Statistical Power Calculator
Determine the statistical power of a hypothesis test given effect size, sample size, and alpha level. Use it when designing experiments to confirm you have enough participants to detect a real effect.
About this calculator
Statistical power (1 − β) is the probability that a test correctly rejects a false null hypothesis. It depends on three inputs: the significance level α, the effect size (Cohen's d), and the sample size per group. For a two-sample z-test, the critical z-value is found from α (e.g., z = 1.96 for α = 0.05 two-tailed), then a beta z-score is computed as: β_z = z_critical − d × √(n/2). Power is then 1 minus the cumulative normal probability at β_z. Larger effect sizes and larger samples both increase power. The conventional target is 0.80, meaning an 80% chance of detecting a true effect. Running a power analysis before data collection prevents underpowered studies that waste resources and produce inconclusive results.
How to use
Suppose you expect a medium effect size of Cohen's d = 0.5, plan n = 64 participants per group, use α = 0.05 (two-tailed). Step 1: critical z = 1.96. Step 2: β_z = 1.96 − 0.5 × √(64/2) = 1.96 − 0.5 × 5.657 = 1.96 − 2.828 = −0.868. Step 3: Power = 1 − Φ(−0.868) ≈ 1 − 0.193 = 0.807, or about 80.7%. This meets the conventional 0.80 threshold, confirming the sample size is adequate.
Frequently asked questions
What is a good statistical power level for a research study?
The widely accepted minimum is 0.80 (80%), meaning the study has an 80% chance of detecting a true effect if one exists. Many journals and funding agencies require this threshold before approving a study design. High-stakes medical or safety research often targets 0.90 or higher to further reduce the risk of a false negative. Falling below 0.80 means your study is likely underpowered and may fail to detect real differences even when they exist.

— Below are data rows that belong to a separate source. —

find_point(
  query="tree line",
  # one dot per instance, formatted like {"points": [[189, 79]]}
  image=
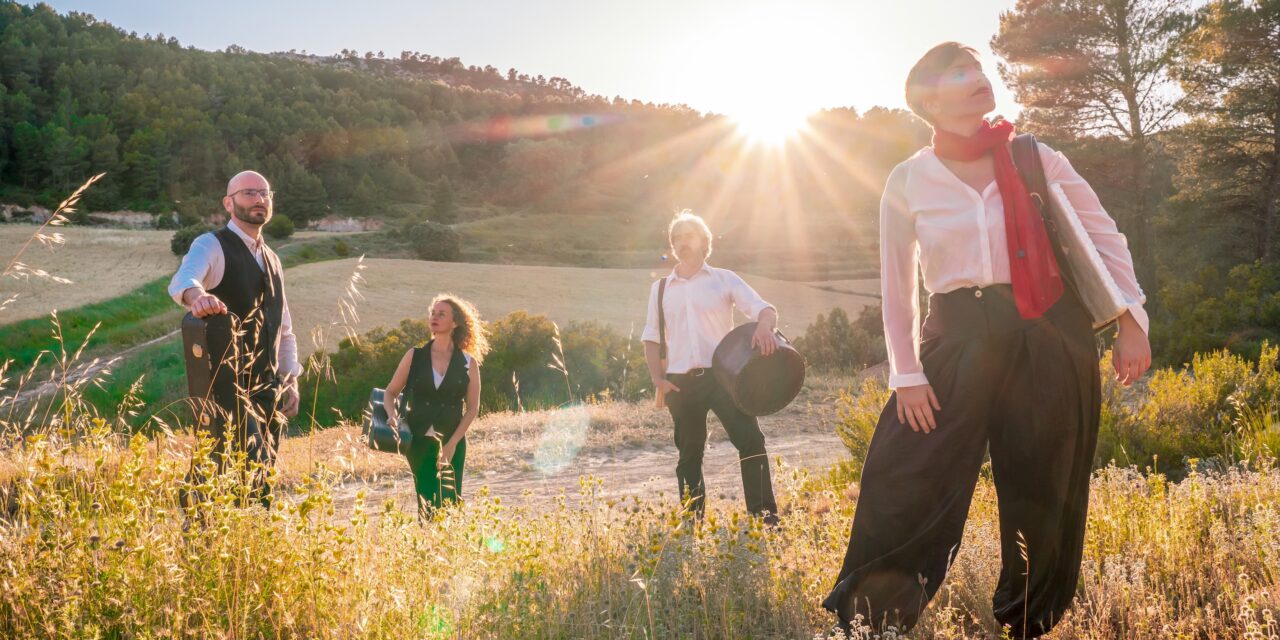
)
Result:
{"points": [[1171, 110]]}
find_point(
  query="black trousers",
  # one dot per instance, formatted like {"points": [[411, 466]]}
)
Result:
{"points": [[1029, 392], [255, 428], [699, 393]]}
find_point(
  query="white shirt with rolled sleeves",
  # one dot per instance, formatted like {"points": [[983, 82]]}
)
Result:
{"points": [[932, 222], [699, 312], [204, 266]]}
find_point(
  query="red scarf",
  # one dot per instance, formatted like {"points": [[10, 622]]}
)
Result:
{"points": [[1037, 280]]}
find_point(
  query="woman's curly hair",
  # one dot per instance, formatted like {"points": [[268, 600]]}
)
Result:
{"points": [[470, 336]]}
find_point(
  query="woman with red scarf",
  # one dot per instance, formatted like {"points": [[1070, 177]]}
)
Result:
{"points": [[1005, 361]]}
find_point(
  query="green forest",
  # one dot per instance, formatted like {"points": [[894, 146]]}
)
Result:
{"points": [[1170, 110]]}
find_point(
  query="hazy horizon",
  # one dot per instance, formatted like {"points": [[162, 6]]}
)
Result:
{"points": [[703, 54]]}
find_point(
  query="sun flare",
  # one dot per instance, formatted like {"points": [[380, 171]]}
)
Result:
{"points": [[769, 124]]}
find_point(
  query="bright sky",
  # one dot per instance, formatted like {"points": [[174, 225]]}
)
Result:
{"points": [[728, 56]]}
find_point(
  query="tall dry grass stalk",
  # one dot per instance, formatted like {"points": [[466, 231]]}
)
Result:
{"points": [[18, 269]]}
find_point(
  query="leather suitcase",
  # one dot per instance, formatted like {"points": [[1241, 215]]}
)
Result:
{"points": [[205, 343]]}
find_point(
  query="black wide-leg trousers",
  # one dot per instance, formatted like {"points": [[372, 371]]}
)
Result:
{"points": [[699, 393], [1029, 392]]}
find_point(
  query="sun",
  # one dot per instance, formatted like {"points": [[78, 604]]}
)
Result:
{"points": [[771, 124]]}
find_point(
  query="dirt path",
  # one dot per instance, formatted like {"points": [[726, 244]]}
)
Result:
{"points": [[645, 471]]}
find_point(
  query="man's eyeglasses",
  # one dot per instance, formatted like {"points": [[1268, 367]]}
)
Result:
{"points": [[265, 193]]}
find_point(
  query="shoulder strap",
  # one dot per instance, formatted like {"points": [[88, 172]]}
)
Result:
{"points": [[1028, 161], [1032, 169], [662, 320]]}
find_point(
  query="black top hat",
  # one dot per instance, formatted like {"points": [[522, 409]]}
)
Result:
{"points": [[759, 385]]}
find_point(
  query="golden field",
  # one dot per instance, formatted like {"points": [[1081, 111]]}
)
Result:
{"points": [[100, 263], [394, 289]]}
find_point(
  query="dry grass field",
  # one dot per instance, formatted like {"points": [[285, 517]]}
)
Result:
{"points": [[100, 263], [394, 289]]}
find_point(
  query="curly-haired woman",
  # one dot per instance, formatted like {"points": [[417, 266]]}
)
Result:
{"points": [[440, 376]]}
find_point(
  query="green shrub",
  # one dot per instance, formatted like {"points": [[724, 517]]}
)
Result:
{"points": [[1220, 410], [167, 222], [835, 344], [434, 241], [182, 238], [1238, 312], [1219, 407], [856, 415], [279, 228]]}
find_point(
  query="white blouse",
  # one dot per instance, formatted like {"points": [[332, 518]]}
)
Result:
{"points": [[439, 378], [932, 222], [699, 312]]}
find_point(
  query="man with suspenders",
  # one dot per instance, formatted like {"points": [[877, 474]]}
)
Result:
{"points": [[232, 270], [690, 311]]}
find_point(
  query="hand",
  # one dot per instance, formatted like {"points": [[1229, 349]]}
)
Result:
{"points": [[289, 402], [1130, 356], [664, 387], [915, 406], [764, 339], [206, 305]]}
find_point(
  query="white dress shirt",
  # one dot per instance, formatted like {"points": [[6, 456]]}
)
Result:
{"points": [[699, 312], [202, 268], [935, 223]]}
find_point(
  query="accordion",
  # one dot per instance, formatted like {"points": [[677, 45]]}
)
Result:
{"points": [[1097, 289]]}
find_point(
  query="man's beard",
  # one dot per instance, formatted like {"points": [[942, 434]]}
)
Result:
{"points": [[248, 215]]}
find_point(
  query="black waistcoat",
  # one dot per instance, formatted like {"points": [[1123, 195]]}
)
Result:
{"points": [[430, 407], [256, 298]]}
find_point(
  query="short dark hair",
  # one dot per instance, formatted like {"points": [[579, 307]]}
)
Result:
{"points": [[923, 78]]}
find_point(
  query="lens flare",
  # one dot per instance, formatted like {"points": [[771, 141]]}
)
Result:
{"points": [[562, 437]]}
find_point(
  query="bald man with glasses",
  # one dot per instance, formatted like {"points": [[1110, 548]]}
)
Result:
{"points": [[232, 270]]}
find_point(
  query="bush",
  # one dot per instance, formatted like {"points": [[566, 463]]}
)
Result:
{"points": [[182, 238], [1220, 407], [167, 222], [1220, 410], [1238, 312], [279, 227], [856, 415], [835, 344], [435, 242]]}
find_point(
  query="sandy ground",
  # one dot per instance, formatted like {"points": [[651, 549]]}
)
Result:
{"points": [[536, 457]]}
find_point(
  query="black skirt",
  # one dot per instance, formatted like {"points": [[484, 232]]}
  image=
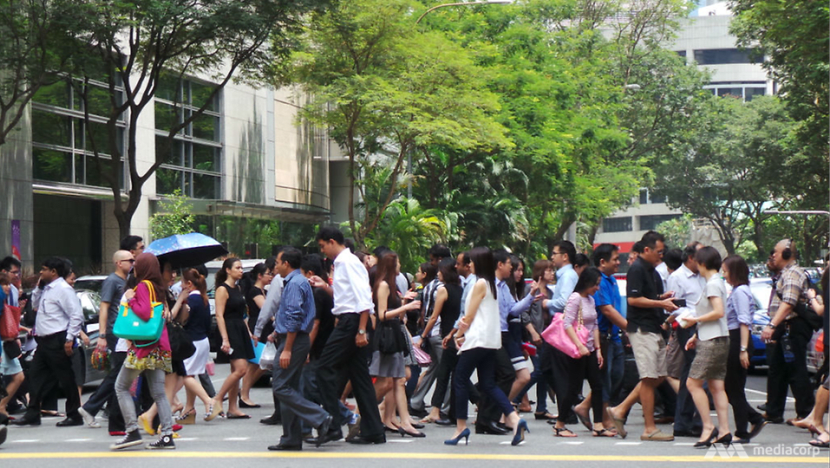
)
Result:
{"points": [[240, 339]]}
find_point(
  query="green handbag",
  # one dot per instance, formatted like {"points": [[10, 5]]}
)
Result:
{"points": [[130, 326]]}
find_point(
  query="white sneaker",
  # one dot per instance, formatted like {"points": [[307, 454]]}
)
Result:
{"points": [[88, 418]]}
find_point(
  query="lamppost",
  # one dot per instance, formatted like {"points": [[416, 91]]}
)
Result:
{"points": [[489, 2]]}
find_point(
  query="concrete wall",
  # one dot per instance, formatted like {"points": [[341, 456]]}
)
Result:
{"points": [[16, 191]]}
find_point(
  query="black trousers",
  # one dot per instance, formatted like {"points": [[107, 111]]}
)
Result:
{"points": [[489, 409], [105, 394], [576, 371], [782, 373], [52, 368], [342, 361], [735, 384]]}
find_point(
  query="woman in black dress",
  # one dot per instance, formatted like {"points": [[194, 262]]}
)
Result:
{"points": [[255, 298], [236, 339]]}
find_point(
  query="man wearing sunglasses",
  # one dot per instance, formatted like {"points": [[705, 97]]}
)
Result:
{"points": [[111, 291]]}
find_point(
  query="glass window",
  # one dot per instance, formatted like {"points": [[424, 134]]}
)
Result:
{"points": [[51, 165], [205, 158], [56, 94], [750, 93], [206, 127], [51, 129], [617, 224], [722, 56], [648, 223], [206, 186], [168, 180]]}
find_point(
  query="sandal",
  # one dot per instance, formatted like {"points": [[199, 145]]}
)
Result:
{"points": [[544, 416], [558, 432]]}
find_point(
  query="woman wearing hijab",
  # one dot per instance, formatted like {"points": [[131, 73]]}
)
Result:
{"points": [[152, 360]]}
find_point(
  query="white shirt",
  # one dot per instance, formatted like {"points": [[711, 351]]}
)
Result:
{"points": [[686, 284], [352, 293], [715, 287], [485, 331], [663, 270], [271, 306], [59, 311]]}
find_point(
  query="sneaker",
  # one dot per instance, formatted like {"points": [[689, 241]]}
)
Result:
{"points": [[88, 418], [132, 439], [164, 442]]}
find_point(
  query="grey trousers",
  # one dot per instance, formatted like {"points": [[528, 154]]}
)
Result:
{"points": [[155, 380], [286, 385], [428, 378]]}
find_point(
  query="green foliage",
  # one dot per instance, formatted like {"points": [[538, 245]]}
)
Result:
{"points": [[173, 217]]}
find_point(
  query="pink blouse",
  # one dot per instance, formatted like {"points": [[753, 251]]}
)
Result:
{"points": [[589, 316], [140, 304]]}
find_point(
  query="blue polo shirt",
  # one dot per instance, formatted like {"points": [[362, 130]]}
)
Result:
{"points": [[608, 294]]}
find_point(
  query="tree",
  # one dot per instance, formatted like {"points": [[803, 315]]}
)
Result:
{"points": [[142, 43], [173, 217], [36, 47], [384, 88]]}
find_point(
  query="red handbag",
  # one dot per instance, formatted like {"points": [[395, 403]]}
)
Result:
{"points": [[10, 323]]}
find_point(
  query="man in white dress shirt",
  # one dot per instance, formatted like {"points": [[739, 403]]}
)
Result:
{"points": [[59, 321], [346, 355]]}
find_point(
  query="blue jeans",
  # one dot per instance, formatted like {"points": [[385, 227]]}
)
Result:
{"points": [[541, 384]]}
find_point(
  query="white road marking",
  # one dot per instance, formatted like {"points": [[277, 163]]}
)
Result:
{"points": [[764, 393]]}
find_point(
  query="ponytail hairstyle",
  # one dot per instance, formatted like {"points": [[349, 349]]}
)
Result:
{"points": [[222, 274], [485, 266], [193, 276]]}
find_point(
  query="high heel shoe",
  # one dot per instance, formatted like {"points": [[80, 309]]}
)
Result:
{"points": [[708, 442], [187, 418], [521, 428], [465, 434], [215, 410], [726, 440], [415, 434]]}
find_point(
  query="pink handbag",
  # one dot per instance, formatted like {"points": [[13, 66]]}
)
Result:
{"points": [[556, 336]]}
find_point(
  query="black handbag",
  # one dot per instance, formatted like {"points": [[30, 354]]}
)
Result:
{"points": [[389, 337], [181, 346]]}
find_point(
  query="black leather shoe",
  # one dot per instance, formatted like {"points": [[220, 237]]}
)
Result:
{"points": [[490, 427], [773, 420], [26, 422], [270, 421], [323, 432], [286, 448], [360, 440], [68, 422], [692, 433]]}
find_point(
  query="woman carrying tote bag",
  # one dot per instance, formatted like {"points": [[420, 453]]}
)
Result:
{"points": [[153, 359]]}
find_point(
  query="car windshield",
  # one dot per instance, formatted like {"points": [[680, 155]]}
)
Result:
{"points": [[88, 285]]}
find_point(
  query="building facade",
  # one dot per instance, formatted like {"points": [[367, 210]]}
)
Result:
{"points": [[256, 173], [704, 40]]}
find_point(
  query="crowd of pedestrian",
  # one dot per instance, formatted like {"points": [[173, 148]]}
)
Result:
{"points": [[351, 324]]}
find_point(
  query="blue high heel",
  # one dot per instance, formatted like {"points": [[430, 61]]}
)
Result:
{"points": [[520, 432], [465, 434]]}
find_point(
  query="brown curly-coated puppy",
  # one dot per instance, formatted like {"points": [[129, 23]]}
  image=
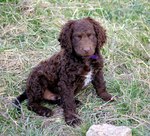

How does effect size affect statistical power in hypothesis testing?
Effect size (Cohen's d) measures how large the true difference between groups is relative to variability. Larger effect sizes make real effects easier to detect, directly increasing power. A d of 0.2 is considered small, 0.5 medium, and 0.8 large. If you expect a small effect, you need a substantially larger sample to maintain the same level of power compared to a study with a large expected effect.
Why does increasing sample size increase statistical power?
A larger sample size reduces the standard error of the mean, making the sampling distribution narrower and allowing smaller true effects to stand out from random noise. In the power formula, sample size appears under a square root: d × √(n/2), so power grows with the square root of n. Doubling the sample size does not double power, but it reliably pushes power closer to 1. This is why power analysis is conducted before data collection — to determine the minimum n needed.